3/3) Les animaux révélés par Boris Cyrulnik
Chaque espèce animale possède ses propres performances perceptives. Le monde ultraviolet de la mouche n’est pas le monde de l’infrason des éléphants, qui n’est pas le monde de l’infrarouge du serpent, etc. Il y a un « monde propre subjectif de l’animal » (Jakob von Uexküll). Le porc possède une vie émotionnelle riche et des capacités cognitives très développées, égales ou supérieures aux grands singes. « Rien ne prouve que l’homme soit plus important qu’un papillon ou une vache. Je considère le fait d’être devenu végétarien comme la plus grande réussite de ma vie. Mon refus de manger de la viande est une protestation contre la cruauté. » (Isaac Bashevis Singer)

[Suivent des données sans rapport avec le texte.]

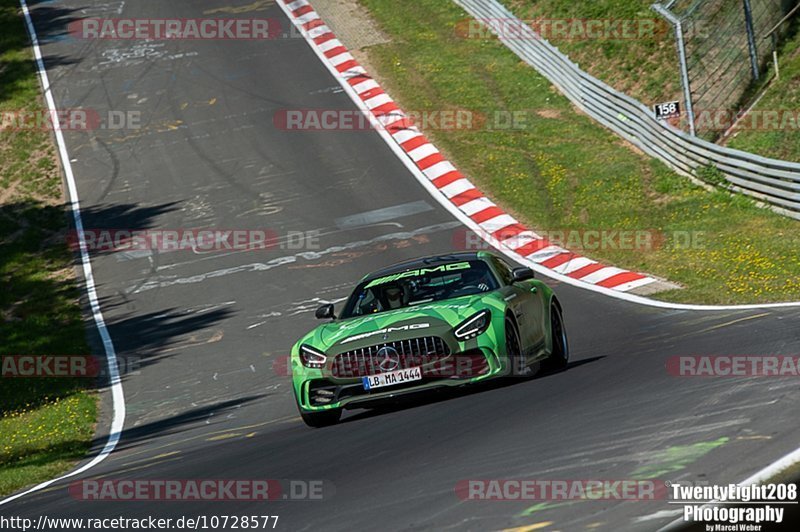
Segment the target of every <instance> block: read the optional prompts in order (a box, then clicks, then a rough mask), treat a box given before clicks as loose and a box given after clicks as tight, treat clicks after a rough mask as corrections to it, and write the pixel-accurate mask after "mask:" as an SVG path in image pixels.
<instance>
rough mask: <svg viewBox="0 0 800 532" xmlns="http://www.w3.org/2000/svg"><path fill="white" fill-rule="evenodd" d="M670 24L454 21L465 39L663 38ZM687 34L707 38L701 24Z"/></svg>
mask: <svg viewBox="0 0 800 532" xmlns="http://www.w3.org/2000/svg"><path fill="white" fill-rule="evenodd" d="M670 33H671V31H670V26H669V23H667V22H666V21H665V20H663V19H660V18H636V19H621V18H605V19H600V18H536V19H528V20H520V19H517V18H474V19H473V18H470V19H464V20H461V21H459V22H457V23H456V24H455V34H456V36H457V37H460V38H462V39H491V38H494V37H495V36H496V37H499V38H500V39H503V40H541V39H544V40H547V41H553V42H558V41H641V40H654V39H655V40H663V39H664V38H668V37H669V35H670ZM686 34H687V36H688V35H692V36H699V37H706V36H707V34H708V32H707V31H706V28H705V27H704V26H703V25H702V24H697V25H696V27H695V25H692V27H690V28H687V29H686Z"/></svg>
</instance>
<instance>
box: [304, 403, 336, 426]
mask: <svg viewBox="0 0 800 532" xmlns="http://www.w3.org/2000/svg"><path fill="white" fill-rule="evenodd" d="M300 417H302V418H303V421H305V423H306V425H308V426H309V427H312V428H315V429H321V428H323V427H330V426H331V425H335V424H337V423H338V422H339V420H340V419H341V418H342V411H341V409H338V408H337V409H335V410H325V411H323V412H300Z"/></svg>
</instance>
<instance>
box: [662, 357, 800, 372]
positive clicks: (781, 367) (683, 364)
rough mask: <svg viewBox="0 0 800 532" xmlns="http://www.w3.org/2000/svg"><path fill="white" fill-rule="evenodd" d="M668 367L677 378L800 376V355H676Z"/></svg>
mask: <svg viewBox="0 0 800 532" xmlns="http://www.w3.org/2000/svg"><path fill="white" fill-rule="evenodd" d="M666 368H667V372H668V373H669V374H670V375H672V376H673V377H800V356H788V355H676V356H672V357H669V358H668V359H667V362H666Z"/></svg>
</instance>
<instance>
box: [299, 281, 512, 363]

Mais le système broie les hommes et les femmes en même temps que les animaux. Voici le témoignage d’une jeune étudiante vétérinaire, en stage dans un abattoir : « Les personnes qui travaillent ici ne réagissent pas de façon inhumaine ; elles sont juste devenues indifférentes, comme moi aussi avec le temps. C’est de l’autoprotection. Non, les vrais inhumains sont ceux qui condamnent les animaux à une vie misérable et ordonnent ces meurtres de masse. Moi-même, je deviens progressivement un petit rouage de ce monstrueux automatisme de la mort. Au bout d’un certain temps, ces manipulations monotones commencent à devenir automatiques… » Il s’agit d’un processus de soumission comme l’a montré au début des années 1960 le psychologue américain Stanley Milgram. Le chercheur Jean-Louis Beauvois a déterminé plus récemment combien l’espèce humaine était douée pour assurer la soumission sociale, combien l’influence de la majorité sur le comportement de chacun était importante. 80 % d’entre nous éprouvent un grand bonheur à participer à la soumission car elle est réconfortante, sécurisante, déculpabilisante : je pense comme tout le monde ! Notre système de pensée, social, scolaire, industriel, est ainsi fait, il pèse sur cette aptitude à nous soumettre. La soumission caractérise la condition humaine. Il faut donc se situer en position de transgresseur. « Soyons subversifs. Révoltons-nous contre la cruauté, qui d’ailleurs ne s’exerce si souvent contre l’homme que parce qu’elle s’est faite la main sur les bêtes. » (Marguerite Duras)
L’empathie est un facteur important pour changer nos rapports avec les bêtes puisqu’elle est le fondement même de la morale. L’empathie, c’est cette aptitude à se représenter les émotions des autres et à s’en préoccuper. Des études canadiennes ont montré la détresse et le traumatisme des vaches séparées de leur veau et menées dans des salles de traite le lendemain même de la naissance de leur petit. Les oiseaux et les mammifères supérieurs se représentent la mort de leurs congénères et souffrent de ce manque. Il est établi que les poissons ont une capacité réelle à éprouver la peur, le stress et la douleur. La Suisse défend cette évidence de bon sens : les animaux ne sont pas des choses. L’Allemagne a inscrit le droit des animaux dans sa Constitution. La Grande-Bretagne, le Luxembourg, la Suède reconnaissent une dignité intrinsèque à l’animal. La France se distingue une fois encore par son retard sur la question animale.